Asmodean no podía ayudarlo en esto; no sabía mucho sobre fenómenos atmosféricos, por lo visto. Por cada cosa que ese hombre le enseñaba, había otras dos a las que contestaba o levantando las manos o dando coba y una promesa. Hubo un tiempo en que creía que los Renegados lo sabían todo, que eran omnipotentes; pero, si los demás se parecían a Asmodean, no sólo había temas en los que no eran muy duchos, sino que su ignorancia era total en otros. Incluso podría ocurrir que él supiera más de ciertas cosas que ellos. Al menos, que algunos de ellos. El problema estaba en saber quiénes. Semirhage era tan ignorante como Asmodean en lo relativo a los fenómenos atmosféricos. Lo sacudió un escalofrío, como si aquélla fuera una noche en la Tierra de los Tres Pliegues. Asmodean nunca le había hecho ningún comentario respecto a esa incapacidad de Semirhage. ¿Cómo lo sabía él? Mejor sería seguir escuchando el agua y no pensar, si es que quería dormir algo esa noche.

Sulin se acercó, con el shoufa alrededor de los hombros de manera que dejaba al descubierto su corto cabello blanco, y se acodó en el pretil. La nervuda Doncella iba armada para la batalla, con arco, flechas, lanzas, cuchillo y adarga. Aquella noche tenía el mando del grupo de su guardia personal. A unos diez pasos de distancia, otras dos docenas más de Far Dareis Mai estaban cómodamente acuclilladas en el puente.

—Una noche extraña —dijo la mujer—. Estábamos jugando pero, de repente, todo el mundo empezó a sacar seises solamente.

—Lo lamento —contestó sin pensar, y la Aiel le asestó una mirada rara. Ella lo ignoraba, naturalmente, porque Rand no lo había divulgado. Las ondas que provocaba al ser ta’veren se propagaban y provocaban reacciones caprichosas y extrañas. Ni siquiera los Aiel querrían acercarse a menos de quince kilómetros de él si lo supieran.

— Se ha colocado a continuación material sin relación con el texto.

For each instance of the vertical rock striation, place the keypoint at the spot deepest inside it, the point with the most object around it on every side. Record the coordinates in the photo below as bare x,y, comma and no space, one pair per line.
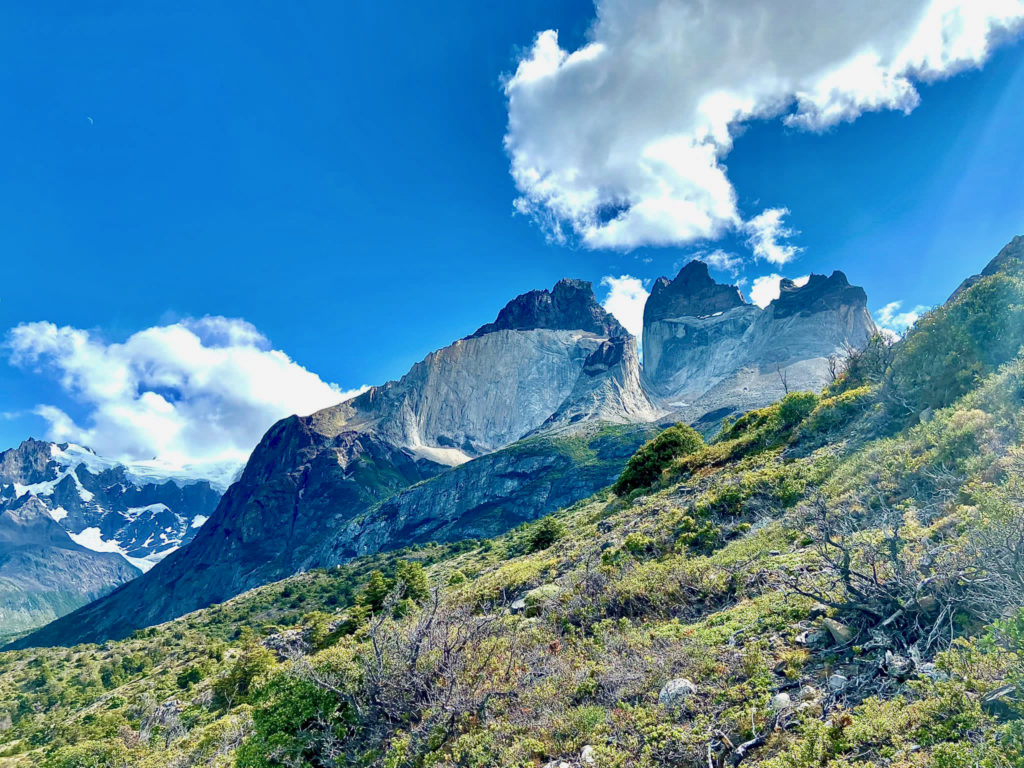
706,349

La tierra se había hundido bajo los pies de tres Soldados de Piedra ese día, haciéndolos caer en un nido de víboras, pero ninguna de las docenas de mordeduras que éstas habían descargado encontró otra cosa que ropa. Rand sabía que se debía a él, forzando la suerte. Tel Nethin, el guarnicionero, había sobrevivido a la matanza de Taien para acabar aquel mediodía tropezando con una piedra y rompiéndose el cuello al caer en un suelo herboso y llano. Rand temía que eso también hubiera sido por su causa. Por otro lado, Bael y Jheran habían zanjado el pleito de sangre existente entre los Shaarad y los Goshien mientras se encontraba con ellos tomando en marcha una comida de carne seca. Todavía no se caían bien y no parecían entender muy bien lo que acababan de hacer, pero lo habían hecho, con promesas y juramentos del agua inclusive, mientras cada uno de ellos sostenía la copa para que el otro bebiera. Para los Aiel, el juramento del agua era más fuerte que cualquier otro; podrían pasar generaciones antes de que entre los Shaarad y los Goshien se diera siquiera una incursión para arrebatarse ovejas, cabras o ganado.